The most distinct feature that makes a human being, and differentiates it from all other beings, is the ability to speak. In the Biblical account of the creation of Man it says that God breathed into him, and then man became “a living soul” – nefesh chayah; and the Aramaic translation of these two words is ruach memalela, which, literally, means “a talking spirit.” Thus, for a human being to be “a living soul” means to be “a talking spirit.”
What makes speaking different from other activities? Most animals emit voices, some of them quite beautiful and complex, through which they express a variety of things. Mina birds are wonderfully good at it, and there are some parrots that can speak in six languages. But not one single parrot will ever say, “I am hungry,” when it feels hunger. Because speech is the extremely complex ability to express and transmit ideas through spoken signs. This is why ancient traditions, Jewish tradition encluded, divide everything in the world into four classes: inanimate, flora, fauna ? and speaking creatures.
There is, however, is an additional level, beyond speech, that is another important step forward: writing. The leap from speaking to writing is an enormous one. Writing is more than a mere continuation of the same evolutionary process that creates speech. When we learn to read at school, we are taught what sound corresponds to which letter. But what is it that happens in our mind when we read? The eyes see a series of marks – and suddenly there is a description of something: a tree, a man, an event. Some people may have a higher ability to visualize than others, but everyone possesses the ability to turn written marks into a vision. Moreover, if you give the same passage to two or three people, and ask them to describe the images that that passage created within them, you’ll get very different images, because every individual creates his or her own image.
Today there are sensors that can turn letters into electro-magnetic signs; but I have not heard of a computer that will read a joke and laugh, or read a tragedy and cry. We, human beings, know the difference; we read and we are not only informed, but also moved, sometimes even inspired. Some of us are moved by poetry, others by pornography; but whether we read the most exalted words or the most lewd descriptions, the very fact that we are affected means that we have within us a creative power that takes signals and turns them into something meaningful that has an independent existence.
Now, there are other forms of art and of expression, such as movies and television. The point of comparison between these forms and the written form is not in the contents; a TV show may be edifying and uplifting, while a book may be a very inferior one – as, I fear, most books printed nowadays are (indeed, it says that when Messiah comes, all the trees will rejoice [Psalms 96:12] possibly, because no bad books will be printed any more).
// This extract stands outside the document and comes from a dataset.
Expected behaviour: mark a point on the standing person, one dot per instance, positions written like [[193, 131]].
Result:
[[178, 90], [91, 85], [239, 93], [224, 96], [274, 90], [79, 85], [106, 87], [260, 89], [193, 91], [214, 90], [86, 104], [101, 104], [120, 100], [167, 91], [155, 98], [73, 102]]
I am not even referring to the fact that there is a fair amount of violence on TV, that children tend to imitate; society nowadays is so violent, that even if children do not see violence on TV, they’ll see it all around them.
The point of comparison is, what really happens when a person – most especially, children – watches TV. From the point of view of human evolution, it is a step backwards, a degradation of the human capacity. Before TV, the height of human capacity was reading. The problem with TV is not that it is easier to watch it than to read a book. The problem is that on TV, we are shown everything, which causes people to lose their ability to abstract, to visualize. Take an example: if you write the word “book,” each person will have a different image in mind: big, small, leather-bound, with or without pictures. Whatever my visualization may be, it is I who am doing it. But if you show me a book, you take away something from my independent power of creation.
Being shown everything exempts us from the need to make any effort, and turns us into totally passive watchers. True, one may say that readers are also, in some way, passive. But the major difference is that in reading, there always is some kind of an interaction with the written material. If I don’t understand what I am reading, then I am not really reading it. Reading means that I am interacting with the material not only in the sense of getting ideas, but also on the level of transferring things from one level to another, of creating new worlds.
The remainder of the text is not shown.